Efrem Gidey with his bronze medal from the Men’s U20 race and members of his club Clonliffe Harriers at the Team Ireland homecoming from the European Cross Country Championships. Photo: Ryan Byrne/Inpho

When the news came last week that the FAI was in debt to the tune of €55 million and the extent of the association’s problems were laid bare, the questions turned to how many jobs could be lost. Various numbers have been floating around over the last few days with suggestions that the figure could be 60 if Ireland don’t qualify for next year’s Euro 2020 Championships. To put that in context – a large number of people’s livelihoods may be resting on Ireland winning two matches away from home over the space of five days. It’s far from a desirable position to be in and Emmet Malone reports this morning that the union representing many of the FAI’s staff hopes to meet with management over the coming days to get some clarity on what that figure actually is. Meetings have already been held with staff but have led to frustration as management failed to disclose exact details. On the same subject this morning, Jack Horgan-Jones reports that one of the associations main sponsors – SSE Airtricity – are to meet with officials this week to discuss their concerns.

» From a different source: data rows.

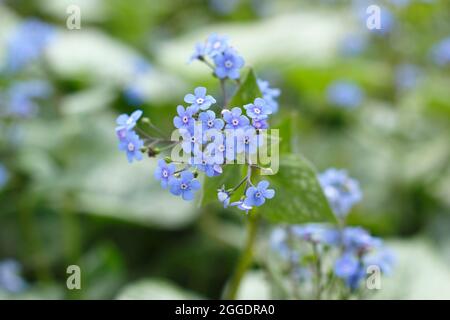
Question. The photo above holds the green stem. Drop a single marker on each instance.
(245, 260)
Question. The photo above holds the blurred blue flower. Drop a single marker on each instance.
(185, 186)
(441, 52)
(163, 172)
(128, 122)
(228, 64)
(27, 43)
(19, 98)
(4, 176)
(259, 109)
(132, 145)
(184, 119)
(209, 121)
(199, 100)
(345, 94)
(235, 119)
(256, 196)
(10, 279)
(341, 191)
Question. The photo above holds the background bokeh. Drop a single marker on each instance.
(376, 103)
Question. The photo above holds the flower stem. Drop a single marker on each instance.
(245, 260)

Moving to rugby now and Gerry Thornley writes in his column this morning that the Irish halfback situation – once set in stone – is now not so certain. “As things stand, both Sexton and Carbery are sidelined and, albeit this far out, appear to be significant doubts for the start of the Six Nations. So what would happen then?” he writes. Yesterday, Robin McBryde gave his first interview since taking over as Leinster’s scrum coach. “There’s a bit of pressure, but I’m here to perform as well. I’m conscious of that; I can’t be in the background all the time. I’ve to step into the breach and take some responsibility and ownership. I’m just introducing them to different ways of thinking, different ways of coaching,” said current Grand Sword Bearer of the Gorsedd of British and Irish bards.